All treatment arms also employed caloric reduction and exercise for weight management. After 56 weeks of therapy, body weight decreased by 5.9% in the 3-mg group, 4.6% in the 1.8-mg group, and 2% in patients on placebo. The mean changes in both liraglutide groups were significantly better than on placebo, and the greater loss on 3 mg, compared with 1.8 mg of liraglutide, also was statistically significant, Dr. Melanie Davies and her associates reported at the annual scientific sessions of the American Diabetes Association.
The percentages of patients who lost at least 5% of body weight by 56 weeks were 50% in the 3-mg group, 36% in the 1.8-mg group, and 14% on placebo. Again, liraglutide at either dose was significantly more effective than placebo, and the higher dose of liraglutide worked significantly better than the lower dose, reported Dr. Davies, professor of diabetes medicine at the University of Leicester (England).

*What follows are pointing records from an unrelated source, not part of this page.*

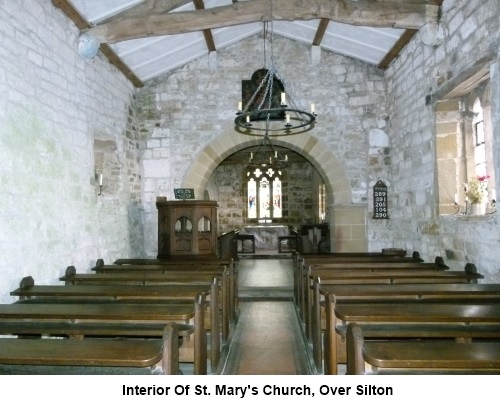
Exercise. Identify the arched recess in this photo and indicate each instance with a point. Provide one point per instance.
(348, 224)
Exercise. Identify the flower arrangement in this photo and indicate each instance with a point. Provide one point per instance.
(477, 189)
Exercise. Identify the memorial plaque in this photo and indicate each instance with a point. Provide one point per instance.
(380, 209)
(184, 193)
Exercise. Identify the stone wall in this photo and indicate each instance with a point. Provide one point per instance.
(55, 107)
(189, 110)
(300, 192)
(472, 35)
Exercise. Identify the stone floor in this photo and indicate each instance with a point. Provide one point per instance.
(268, 338)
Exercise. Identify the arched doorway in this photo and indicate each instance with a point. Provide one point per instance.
(347, 220)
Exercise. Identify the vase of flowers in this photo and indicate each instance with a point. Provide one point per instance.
(476, 191)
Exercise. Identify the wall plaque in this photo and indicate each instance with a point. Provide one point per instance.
(380, 210)
(184, 193)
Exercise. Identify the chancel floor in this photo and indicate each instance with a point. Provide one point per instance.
(268, 338)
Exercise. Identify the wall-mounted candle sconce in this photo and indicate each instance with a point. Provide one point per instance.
(98, 178)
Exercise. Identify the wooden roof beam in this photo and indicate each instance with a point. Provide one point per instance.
(82, 24)
(380, 13)
(320, 32)
(209, 39)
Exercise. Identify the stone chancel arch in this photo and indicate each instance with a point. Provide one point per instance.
(348, 224)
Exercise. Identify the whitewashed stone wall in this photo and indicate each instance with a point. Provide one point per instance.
(472, 34)
(189, 108)
(53, 104)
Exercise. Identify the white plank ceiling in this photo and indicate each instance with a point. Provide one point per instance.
(149, 57)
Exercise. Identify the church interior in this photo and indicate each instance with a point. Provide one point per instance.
(249, 144)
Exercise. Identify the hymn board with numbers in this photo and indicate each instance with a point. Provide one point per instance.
(380, 209)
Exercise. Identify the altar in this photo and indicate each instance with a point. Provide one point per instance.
(266, 236)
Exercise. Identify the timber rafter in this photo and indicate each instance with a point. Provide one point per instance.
(153, 18)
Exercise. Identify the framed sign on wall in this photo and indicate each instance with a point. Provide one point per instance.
(380, 208)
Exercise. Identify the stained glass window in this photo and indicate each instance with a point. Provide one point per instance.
(265, 196)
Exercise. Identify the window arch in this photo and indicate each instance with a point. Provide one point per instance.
(464, 146)
(264, 193)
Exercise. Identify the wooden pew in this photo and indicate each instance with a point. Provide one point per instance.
(384, 293)
(159, 278)
(380, 276)
(163, 266)
(98, 320)
(300, 261)
(60, 355)
(112, 293)
(419, 357)
(367, 263)
(407, 313)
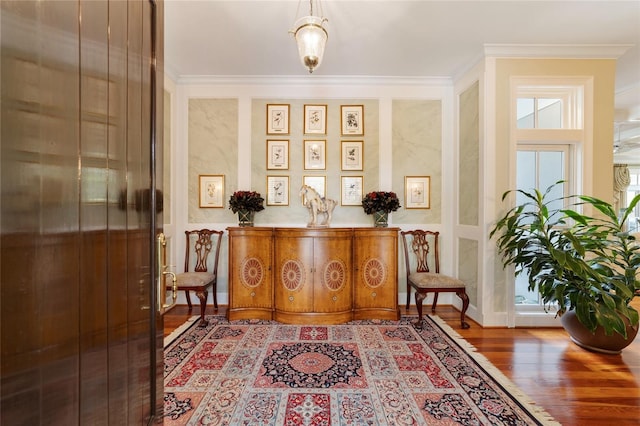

The percentages of patients who lost at least 10% of body weight were 23% in the 3-mg group, 14% in the 1.8-mg group, and 4% on placebo. The same statistical trends were seen, with the higher dose being significantly more effective.
Among secondary outcomes in the SCALE-Diabetes trial (Effect of Liraglutide on Body Weight in Overweight or Obese Subjects with Type 2 Diabetes), greater reductions were seen in hemoglobin A1c levels after 56 weeks on the higher drug dose. HbA1c levels fell by 1.3% on the 3-mg dose, compared with 1.1% on the 1.8-mg dose or 0.3% on placebo, Dr. Davies said.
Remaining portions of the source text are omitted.